We stuffed the window seat bench cushion with extra sheep wool insulation I got back in September from Oregon Shepherd, and let me tell you, that stuff makes for a really wonderful thing to sit on. I did put a 1″ high density foam pad on the bottom just to keep it rigid and the combination has totally worked. It got a relatively thick canvas casing first (which we spent AGES stuffing) and then another of the good upholstery fabric to finish it off. I’ve brought back out some pillows from the big house, and it’s super cozy now 😀

And then come the curtains…Little Yellow has 10 windows. Each got a curtain for each side, and all but the bump out windows also got two sides of sheer fabric, which means that there were 34 curtains on the list. 30 freakin’ 4 of ’em, and my sister made them and my bench covers in two days. Amazing? She is.

We made the front curtain rods out of copper pipe (3/4″ for the big windows and 1/2″ for all the others) and round pieces of 1/2″ craft wood for the sheers behind. Leftover moulding with drilled notches is holding the rods up. I say leftover moulding as though I merely bought too much, but this moulding has been thwarting the heck out of me as I try to make my baseboards. I keep cutting the angles wrong, leaving me with sad little sections of unloved, unreturnable, angle-challenged wood.
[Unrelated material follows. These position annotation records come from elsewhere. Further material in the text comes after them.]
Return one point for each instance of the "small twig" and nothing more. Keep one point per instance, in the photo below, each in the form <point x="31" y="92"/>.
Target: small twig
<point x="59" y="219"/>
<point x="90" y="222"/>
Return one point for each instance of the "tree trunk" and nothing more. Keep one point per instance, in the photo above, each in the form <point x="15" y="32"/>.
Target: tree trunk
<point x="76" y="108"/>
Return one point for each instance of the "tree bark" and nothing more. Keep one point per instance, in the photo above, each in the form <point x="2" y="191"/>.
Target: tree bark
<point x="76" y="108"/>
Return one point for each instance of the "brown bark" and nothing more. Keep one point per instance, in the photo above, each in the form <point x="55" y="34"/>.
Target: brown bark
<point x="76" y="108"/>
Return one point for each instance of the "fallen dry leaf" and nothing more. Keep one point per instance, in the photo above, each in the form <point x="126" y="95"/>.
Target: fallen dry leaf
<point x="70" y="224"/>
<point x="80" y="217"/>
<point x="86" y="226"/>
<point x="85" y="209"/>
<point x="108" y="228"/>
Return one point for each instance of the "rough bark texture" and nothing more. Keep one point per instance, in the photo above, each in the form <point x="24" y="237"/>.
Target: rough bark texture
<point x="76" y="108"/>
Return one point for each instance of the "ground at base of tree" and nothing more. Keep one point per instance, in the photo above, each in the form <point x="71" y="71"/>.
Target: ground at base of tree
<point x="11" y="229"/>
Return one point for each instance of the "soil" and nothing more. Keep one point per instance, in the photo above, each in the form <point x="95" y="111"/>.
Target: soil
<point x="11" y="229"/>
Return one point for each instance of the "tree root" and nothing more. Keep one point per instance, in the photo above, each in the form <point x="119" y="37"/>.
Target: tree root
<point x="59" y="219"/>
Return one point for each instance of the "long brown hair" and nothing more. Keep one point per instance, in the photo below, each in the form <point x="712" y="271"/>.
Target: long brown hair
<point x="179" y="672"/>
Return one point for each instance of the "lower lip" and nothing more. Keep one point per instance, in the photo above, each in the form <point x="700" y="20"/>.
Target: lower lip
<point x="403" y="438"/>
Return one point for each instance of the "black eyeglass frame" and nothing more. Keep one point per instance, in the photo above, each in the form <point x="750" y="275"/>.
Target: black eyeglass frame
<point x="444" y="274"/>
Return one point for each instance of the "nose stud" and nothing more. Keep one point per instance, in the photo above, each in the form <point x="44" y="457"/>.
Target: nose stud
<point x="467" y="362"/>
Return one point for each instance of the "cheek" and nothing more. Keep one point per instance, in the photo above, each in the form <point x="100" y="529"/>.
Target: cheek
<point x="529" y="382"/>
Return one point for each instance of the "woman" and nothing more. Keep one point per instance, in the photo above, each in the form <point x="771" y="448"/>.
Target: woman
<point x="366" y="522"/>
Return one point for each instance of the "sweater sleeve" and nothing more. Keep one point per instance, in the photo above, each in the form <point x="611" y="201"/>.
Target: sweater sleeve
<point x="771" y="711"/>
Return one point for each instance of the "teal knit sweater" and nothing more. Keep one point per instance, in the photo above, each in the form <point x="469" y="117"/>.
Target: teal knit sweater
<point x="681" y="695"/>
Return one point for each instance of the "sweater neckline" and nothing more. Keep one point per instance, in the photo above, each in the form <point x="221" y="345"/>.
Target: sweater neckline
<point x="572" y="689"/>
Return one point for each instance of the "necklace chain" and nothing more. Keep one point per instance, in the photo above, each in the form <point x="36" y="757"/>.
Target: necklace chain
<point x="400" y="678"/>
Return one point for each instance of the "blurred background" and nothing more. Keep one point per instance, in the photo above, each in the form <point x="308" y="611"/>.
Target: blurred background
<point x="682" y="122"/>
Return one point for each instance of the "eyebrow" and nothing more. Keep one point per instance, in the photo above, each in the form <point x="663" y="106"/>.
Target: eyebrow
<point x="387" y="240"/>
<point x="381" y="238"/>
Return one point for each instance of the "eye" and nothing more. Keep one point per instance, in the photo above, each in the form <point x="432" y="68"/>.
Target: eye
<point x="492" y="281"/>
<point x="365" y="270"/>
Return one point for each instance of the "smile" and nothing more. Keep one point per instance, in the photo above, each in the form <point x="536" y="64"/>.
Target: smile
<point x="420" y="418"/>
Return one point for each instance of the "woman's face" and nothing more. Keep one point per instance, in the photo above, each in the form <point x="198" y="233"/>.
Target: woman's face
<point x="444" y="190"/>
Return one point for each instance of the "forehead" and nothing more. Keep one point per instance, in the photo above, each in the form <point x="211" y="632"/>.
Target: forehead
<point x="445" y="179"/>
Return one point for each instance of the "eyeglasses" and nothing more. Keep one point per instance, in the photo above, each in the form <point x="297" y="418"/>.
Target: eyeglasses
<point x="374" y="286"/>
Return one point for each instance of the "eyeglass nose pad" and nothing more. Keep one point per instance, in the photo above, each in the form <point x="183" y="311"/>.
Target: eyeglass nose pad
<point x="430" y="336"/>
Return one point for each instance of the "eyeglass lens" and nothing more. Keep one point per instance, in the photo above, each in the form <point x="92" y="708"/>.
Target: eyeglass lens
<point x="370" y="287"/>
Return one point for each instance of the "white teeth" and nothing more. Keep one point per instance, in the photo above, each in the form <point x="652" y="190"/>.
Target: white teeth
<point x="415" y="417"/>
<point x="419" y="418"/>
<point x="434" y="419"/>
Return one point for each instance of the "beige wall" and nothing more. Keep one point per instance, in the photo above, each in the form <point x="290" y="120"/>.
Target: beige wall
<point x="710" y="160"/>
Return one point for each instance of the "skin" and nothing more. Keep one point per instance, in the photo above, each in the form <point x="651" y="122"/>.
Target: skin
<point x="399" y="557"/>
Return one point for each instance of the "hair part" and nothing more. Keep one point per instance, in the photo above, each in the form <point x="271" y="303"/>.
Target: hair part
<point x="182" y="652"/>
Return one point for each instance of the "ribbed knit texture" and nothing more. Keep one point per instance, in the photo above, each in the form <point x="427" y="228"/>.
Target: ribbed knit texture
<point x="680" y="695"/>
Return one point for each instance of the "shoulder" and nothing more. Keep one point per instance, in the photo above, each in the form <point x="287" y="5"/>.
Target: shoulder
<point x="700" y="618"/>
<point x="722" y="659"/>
I’m sure it’s happy to have gotten used, but it was disagreeable stuff to drill into, and the process involved a vice, more patience that I had at the time and plenty of ‘test pieces’ that shattered and flew in every direction. Just as well I had lots of leftovers, eh?

But now I have curtains! All of them, and they are so very, very nice 😀 They instantly make Little Yellow so much more homey!

Cabinets framed…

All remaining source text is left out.